A gain of more than 26 percent in GKN and strength in the auto sector led a broad-based rally, helping the pan-European STOXX 600 benchmark end 0.3 percent higher following losses in the previous two sessions.
While the STOXX posted its second week of gains in a row with a 0.3 percent rise, it was a far cry from the 2 percent rally in the opening week of this year as a strengthening euro and expectations that the European Central Bank could reduce its stimulus sooner than expected cooled down the new year’s euphoria.
A rise in the euro on news that German Chancellor Angela Merkel’s conservatives and the Social Democrats had agreed a blueprint for formal coalition negotiations held back gains, but the German talks had little other effect.
However, the index remained near two-and-a-half-year highs as solid economic data had fuelled inflows into the region’s equities.

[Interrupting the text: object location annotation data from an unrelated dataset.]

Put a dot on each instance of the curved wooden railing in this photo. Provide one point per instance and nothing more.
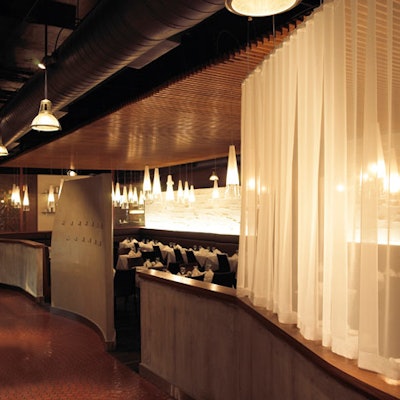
(201, 341)
(25, 264)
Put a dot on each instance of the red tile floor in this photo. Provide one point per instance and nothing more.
(46, 356)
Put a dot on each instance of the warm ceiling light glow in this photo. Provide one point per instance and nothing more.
(25, 201)
(3, 149)
(180, 191)
(51, 201)
(215, 192)
(156, 184)
(259, 8)
(146, 180)
(232, 174)
(169, 195)
(213, 176)
(45, 121)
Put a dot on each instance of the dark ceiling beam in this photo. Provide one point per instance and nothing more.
(114, 34)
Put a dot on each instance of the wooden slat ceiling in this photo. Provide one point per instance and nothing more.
(192, 119)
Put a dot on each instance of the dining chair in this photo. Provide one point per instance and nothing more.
(223, 263)
(191, 258)
(135, 262)
(149, 255)
(224, 278)
(124, 250)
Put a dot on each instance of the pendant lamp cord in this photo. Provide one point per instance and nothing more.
(45, 50)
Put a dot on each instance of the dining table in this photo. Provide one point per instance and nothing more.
(206, 257)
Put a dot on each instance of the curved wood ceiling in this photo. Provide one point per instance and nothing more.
(192, 119)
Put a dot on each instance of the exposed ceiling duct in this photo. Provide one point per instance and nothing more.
(114, 35)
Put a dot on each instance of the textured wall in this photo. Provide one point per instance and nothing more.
(81, 252)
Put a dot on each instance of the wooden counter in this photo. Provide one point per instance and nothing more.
(201, 341)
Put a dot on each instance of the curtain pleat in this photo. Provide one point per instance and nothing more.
(320, 226)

“Europe Equity Funds posted consecutive weekly inflows for the first time since late October, helped by the first retail commitments in nearly two months, as investors responded to some rosy forecasts for the region’s economic growth,” said Cameron Brandt, Research Director at US-based EPFR.
After rejecting Melrose, GKN set out plans to split into separate aerospace and automotive businesses, which follows problems at GKN’s US business making aircraft components.
Kering Group briefly hit a record high after the French luxury goods group announced plans to spin off German sports brand Puma AG to its shareholders to focus squarely on its more upmarket brands.
Puma fell nearly 6 percent, while Kering gained just 0.1 percent.
Minority Puma shareholders had been hoping for a tie-up between Puma and another industry player rather than a spin-off, one trader said.
Elsewhere, earnings updates drove price action on Friday.
Vivendi SA fell 3.8 percent after the acquisitive media conglomerate lowered its full-last year guidance for core operating profit and revenues, penalized by higher restructuring costs tied to its pay-TV unit Canal Plus.
Danish food ingredients developer Chr Hansen A/S dropped 7.4 percent, leading losers on the STOXX, after first-quarter results fell short of analyst estimates.